To be sure, there are often good reasons to be concerned when a stock has an exceptionally high yield. It could hint at underlying business problems and/or an unacceptable level of risk. That's not always the case, though. Investors don't always have to worry when stocks have really high dividend yields. Here are three ultra-high-yield dividend stocks you can buy right now.

1. Ares Capital

It would be a stretch to maintain that Ares Capital (ARCC 0.09%) has Warren Buffett's seal of approval. However, you'd be totally correct in saying that Ares is Buffett's highest-yielding dividend stock. Although Berkshire Hathaway doesn't directly own Ares Capital, it ranks among the holdings of Berkshire subsidiary New England Asset Management.

Ares Capital's dividend yield currently stands at nearly 9.9%. This high yield isn't the result of the stock being beaten down. Actually, Ares' shares are up a little year to date and outperformed the overall market in 2022.

Ares Capital's juicy yield is due to two primary factors. First, it's a business development company (BDC) registered as a regulated investment company. This means Ares must return at least 90% of its income to shareholders as dividends to avoid paying federal taxes. Second, Ares Capital continues to have plenty of income to return to shareholders.

BDCs provide financing to small and medium-sized businesses. That can be risky, especially during periods when default rates are high. Ares Capital, though, is less risky than most BDCs. Why? It focuses primarily on lending to upper-middle-market businesses. Its portfolio is also highly diversified.

2. Enbridge

The fortunes of some energy stocks hinge on oil and gas prices. However, that's not the case for midstream energy stocks such as Enbridge (ENB 0.51%). Nearly all of Enbridge's cash flow is either contracted or set by regulators.

Enbridge ranks as one of the biggest pipeline operators. The company transports around 30% of the oil produced in North America and 20% of the natural gas used in the U.S. It also delivers natural gas to 3.9 million customers in Canada.

Income investors will probably like Enbridge's dividend yield of nearly 6.9%. And they'll almost certainly love the company's dividend track record: Enbridge has increased its dividend for 28 consecutive years.

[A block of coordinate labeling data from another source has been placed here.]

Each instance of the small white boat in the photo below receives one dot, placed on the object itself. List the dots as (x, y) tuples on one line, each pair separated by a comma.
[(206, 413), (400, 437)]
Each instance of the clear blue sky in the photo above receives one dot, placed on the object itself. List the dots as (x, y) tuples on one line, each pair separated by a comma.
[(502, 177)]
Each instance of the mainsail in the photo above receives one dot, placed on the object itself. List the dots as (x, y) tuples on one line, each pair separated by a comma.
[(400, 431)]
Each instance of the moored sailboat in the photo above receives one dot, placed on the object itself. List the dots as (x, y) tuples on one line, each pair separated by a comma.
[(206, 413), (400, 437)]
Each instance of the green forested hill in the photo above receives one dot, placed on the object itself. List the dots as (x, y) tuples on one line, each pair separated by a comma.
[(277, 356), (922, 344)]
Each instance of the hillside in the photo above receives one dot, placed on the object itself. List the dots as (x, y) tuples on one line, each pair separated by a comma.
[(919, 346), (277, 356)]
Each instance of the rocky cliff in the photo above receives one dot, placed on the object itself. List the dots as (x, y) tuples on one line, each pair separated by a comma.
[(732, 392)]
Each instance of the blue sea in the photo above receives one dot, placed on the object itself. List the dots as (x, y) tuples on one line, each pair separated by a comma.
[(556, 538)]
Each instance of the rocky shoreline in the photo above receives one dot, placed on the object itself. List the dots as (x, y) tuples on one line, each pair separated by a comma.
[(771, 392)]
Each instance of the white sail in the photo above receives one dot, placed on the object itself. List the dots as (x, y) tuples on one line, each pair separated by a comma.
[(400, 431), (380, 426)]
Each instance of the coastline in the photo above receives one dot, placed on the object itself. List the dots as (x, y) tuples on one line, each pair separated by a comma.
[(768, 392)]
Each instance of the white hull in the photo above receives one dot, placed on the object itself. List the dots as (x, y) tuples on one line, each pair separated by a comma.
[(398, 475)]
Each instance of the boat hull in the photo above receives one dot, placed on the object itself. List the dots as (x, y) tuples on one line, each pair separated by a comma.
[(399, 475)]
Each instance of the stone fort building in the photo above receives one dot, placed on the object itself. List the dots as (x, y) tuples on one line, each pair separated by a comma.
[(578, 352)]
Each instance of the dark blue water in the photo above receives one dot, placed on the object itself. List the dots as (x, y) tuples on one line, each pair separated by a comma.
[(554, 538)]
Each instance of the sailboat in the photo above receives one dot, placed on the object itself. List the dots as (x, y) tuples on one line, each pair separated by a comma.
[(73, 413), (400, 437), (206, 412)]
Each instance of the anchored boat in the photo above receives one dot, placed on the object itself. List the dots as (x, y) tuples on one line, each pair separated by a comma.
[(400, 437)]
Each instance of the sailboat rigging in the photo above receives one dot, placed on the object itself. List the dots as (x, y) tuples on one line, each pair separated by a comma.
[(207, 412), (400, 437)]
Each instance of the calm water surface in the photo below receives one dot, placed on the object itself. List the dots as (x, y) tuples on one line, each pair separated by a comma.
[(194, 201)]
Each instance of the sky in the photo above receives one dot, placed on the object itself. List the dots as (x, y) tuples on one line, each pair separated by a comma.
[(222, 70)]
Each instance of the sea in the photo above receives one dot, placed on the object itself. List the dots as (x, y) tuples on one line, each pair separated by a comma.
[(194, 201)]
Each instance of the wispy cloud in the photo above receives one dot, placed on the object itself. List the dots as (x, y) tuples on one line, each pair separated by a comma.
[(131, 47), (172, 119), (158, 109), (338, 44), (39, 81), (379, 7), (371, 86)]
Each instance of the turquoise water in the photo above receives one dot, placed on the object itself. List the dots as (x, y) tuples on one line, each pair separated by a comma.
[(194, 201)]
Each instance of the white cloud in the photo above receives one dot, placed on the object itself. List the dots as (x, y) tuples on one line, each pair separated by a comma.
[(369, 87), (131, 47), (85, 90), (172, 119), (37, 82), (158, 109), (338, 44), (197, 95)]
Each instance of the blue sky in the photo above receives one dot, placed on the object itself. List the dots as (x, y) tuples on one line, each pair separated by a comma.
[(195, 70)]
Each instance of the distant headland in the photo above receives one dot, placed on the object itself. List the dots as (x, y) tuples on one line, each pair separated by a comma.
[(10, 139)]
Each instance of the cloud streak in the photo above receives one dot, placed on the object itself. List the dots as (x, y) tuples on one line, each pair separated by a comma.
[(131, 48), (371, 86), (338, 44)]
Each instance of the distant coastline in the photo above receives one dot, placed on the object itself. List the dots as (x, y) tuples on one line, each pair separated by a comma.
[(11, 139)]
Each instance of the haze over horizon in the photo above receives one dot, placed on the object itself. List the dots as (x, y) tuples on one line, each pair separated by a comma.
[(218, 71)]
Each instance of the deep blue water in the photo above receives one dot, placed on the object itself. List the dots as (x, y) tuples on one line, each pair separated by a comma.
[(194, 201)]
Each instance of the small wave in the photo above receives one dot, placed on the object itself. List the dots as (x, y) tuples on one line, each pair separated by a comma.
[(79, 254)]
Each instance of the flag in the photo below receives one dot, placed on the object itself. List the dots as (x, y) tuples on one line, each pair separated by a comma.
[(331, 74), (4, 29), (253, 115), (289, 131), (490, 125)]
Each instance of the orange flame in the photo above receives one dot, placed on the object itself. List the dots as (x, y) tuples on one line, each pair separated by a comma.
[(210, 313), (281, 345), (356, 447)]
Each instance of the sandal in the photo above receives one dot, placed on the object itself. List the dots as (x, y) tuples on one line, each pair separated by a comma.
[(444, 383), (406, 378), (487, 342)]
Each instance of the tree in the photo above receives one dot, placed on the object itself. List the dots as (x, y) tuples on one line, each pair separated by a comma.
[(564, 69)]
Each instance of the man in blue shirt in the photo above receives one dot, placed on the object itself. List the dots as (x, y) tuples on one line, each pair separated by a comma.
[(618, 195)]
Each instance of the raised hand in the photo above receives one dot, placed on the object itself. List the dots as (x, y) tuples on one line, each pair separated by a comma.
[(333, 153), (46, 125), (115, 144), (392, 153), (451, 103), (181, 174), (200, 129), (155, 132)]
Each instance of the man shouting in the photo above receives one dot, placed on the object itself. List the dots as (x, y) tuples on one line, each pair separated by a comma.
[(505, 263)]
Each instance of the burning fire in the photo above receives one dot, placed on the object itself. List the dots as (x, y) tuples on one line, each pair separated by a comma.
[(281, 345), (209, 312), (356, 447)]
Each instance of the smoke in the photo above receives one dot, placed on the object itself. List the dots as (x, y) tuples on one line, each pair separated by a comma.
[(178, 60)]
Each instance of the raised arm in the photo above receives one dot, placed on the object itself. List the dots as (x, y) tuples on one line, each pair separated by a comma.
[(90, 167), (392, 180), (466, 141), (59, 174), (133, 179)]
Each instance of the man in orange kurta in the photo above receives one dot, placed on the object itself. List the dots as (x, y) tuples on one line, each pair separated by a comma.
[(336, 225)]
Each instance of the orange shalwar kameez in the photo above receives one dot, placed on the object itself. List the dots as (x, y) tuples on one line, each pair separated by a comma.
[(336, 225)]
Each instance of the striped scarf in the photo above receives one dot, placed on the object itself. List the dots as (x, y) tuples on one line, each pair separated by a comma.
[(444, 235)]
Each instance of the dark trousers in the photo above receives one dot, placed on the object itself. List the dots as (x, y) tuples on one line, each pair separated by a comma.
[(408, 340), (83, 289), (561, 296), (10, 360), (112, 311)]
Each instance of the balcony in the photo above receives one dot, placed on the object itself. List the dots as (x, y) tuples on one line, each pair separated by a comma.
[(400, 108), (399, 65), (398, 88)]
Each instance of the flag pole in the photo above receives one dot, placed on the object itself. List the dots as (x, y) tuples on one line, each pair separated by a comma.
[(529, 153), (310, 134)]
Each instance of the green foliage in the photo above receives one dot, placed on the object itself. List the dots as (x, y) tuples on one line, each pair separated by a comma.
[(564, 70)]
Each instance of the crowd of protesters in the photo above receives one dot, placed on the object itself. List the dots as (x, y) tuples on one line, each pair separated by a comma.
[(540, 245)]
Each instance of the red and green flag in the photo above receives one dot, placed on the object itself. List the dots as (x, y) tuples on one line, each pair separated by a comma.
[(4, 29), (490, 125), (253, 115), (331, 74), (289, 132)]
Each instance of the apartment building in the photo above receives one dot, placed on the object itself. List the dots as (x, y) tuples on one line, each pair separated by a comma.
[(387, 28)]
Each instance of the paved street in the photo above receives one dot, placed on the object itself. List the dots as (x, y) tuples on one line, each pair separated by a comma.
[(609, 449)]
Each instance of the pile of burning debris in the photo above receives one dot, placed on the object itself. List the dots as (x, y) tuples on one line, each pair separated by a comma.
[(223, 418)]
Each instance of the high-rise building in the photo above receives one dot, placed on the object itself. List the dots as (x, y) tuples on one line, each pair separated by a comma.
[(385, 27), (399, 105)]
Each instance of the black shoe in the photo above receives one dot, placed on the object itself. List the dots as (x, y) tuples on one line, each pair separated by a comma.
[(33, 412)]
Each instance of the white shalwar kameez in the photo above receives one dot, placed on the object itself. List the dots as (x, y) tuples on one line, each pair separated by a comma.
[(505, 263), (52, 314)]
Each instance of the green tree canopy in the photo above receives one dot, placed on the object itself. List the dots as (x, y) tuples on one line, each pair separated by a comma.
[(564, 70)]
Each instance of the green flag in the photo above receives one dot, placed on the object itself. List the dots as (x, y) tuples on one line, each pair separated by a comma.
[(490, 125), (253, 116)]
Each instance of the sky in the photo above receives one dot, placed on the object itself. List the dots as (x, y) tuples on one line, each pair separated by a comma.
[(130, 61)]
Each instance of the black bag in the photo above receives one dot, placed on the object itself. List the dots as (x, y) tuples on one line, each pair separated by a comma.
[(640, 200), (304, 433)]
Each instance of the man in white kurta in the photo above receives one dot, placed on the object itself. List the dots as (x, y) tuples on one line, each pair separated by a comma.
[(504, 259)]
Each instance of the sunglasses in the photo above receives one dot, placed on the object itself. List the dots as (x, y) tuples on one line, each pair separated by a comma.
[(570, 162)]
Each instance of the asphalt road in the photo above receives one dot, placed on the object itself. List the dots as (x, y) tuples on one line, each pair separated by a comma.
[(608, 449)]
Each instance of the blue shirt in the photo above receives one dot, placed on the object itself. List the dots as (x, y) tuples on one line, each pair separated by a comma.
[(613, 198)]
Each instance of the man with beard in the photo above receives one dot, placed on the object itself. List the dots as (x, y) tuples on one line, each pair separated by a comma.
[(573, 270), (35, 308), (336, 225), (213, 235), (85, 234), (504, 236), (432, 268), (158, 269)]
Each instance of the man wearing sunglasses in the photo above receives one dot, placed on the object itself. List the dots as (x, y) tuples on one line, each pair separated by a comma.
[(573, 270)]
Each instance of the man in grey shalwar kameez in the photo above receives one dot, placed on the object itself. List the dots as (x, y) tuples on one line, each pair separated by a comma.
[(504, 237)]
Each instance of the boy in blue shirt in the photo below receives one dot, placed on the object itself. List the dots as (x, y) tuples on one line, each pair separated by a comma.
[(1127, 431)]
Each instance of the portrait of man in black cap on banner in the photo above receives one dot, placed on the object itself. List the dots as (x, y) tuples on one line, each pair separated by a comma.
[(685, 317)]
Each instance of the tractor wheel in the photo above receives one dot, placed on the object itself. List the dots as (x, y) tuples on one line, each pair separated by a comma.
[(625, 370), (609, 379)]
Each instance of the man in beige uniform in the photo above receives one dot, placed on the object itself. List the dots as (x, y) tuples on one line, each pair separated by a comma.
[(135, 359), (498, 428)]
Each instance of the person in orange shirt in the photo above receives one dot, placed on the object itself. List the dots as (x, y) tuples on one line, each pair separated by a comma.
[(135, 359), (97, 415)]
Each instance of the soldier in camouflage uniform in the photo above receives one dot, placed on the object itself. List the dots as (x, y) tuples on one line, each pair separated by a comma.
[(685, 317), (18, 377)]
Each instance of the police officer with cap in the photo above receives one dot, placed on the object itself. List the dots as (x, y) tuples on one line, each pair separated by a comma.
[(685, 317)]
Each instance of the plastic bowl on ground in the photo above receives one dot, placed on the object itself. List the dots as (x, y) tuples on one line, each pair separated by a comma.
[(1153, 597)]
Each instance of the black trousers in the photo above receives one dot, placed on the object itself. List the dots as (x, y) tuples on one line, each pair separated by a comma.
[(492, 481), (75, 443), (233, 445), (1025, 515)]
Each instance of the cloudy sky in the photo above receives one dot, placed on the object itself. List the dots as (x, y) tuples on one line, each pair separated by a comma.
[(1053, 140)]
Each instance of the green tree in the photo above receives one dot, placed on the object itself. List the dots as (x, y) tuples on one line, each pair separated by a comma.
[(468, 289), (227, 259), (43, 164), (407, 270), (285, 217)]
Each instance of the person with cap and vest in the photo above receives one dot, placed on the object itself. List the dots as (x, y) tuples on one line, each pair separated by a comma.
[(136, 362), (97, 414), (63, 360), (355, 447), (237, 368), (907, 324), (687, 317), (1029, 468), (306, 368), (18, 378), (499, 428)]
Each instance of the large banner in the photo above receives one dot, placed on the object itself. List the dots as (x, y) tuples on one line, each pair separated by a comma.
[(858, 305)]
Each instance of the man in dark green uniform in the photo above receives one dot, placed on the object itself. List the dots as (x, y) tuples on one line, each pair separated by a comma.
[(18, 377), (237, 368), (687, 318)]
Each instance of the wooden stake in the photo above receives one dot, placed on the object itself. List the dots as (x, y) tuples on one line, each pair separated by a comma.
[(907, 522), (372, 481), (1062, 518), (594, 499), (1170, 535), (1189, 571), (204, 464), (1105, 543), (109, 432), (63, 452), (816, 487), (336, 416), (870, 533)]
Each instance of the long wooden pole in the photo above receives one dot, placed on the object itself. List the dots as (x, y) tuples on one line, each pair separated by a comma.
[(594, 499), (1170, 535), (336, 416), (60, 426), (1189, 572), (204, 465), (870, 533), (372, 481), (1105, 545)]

It should also be reassuring that Enbridge is building up its renewable energy business. The company acquired Tri Global Energy, the third-largest developer of onshore wind farms in the U.S., in September 2022. It's also investing in solar power and carbon capture.

3. Enterprise Products Partners

Many of Enbridge's positives also apply to Enterprise Products Partners (EPD -0.07%), another top midstream energy company. Enterprise Products Partners operates over 50,000 miles of pipelines, 29 natural gas processing plants, and other midstream assets.

Enterprise looks even more attractive than Enbridge on several key fronts. For one, the stock delivered greater gains in 2022 and so far in 2023. Despite this outperformance, Enterprise Products Partners' shares still trade at a much lower forward earnings multiple than Enbridge.

The company's dividend yield of 7.5% also beats Enbridge's yield. However, Enterprise lags just a little in growing its distribution, with 24 consecutive years of increases.

Enterprise Products Partners isn't as focused on renewable energy as Enbridge. But the company predicts that the demand for oil, natural gas, liquid natural gas, and petrochemicals will grow for years to come.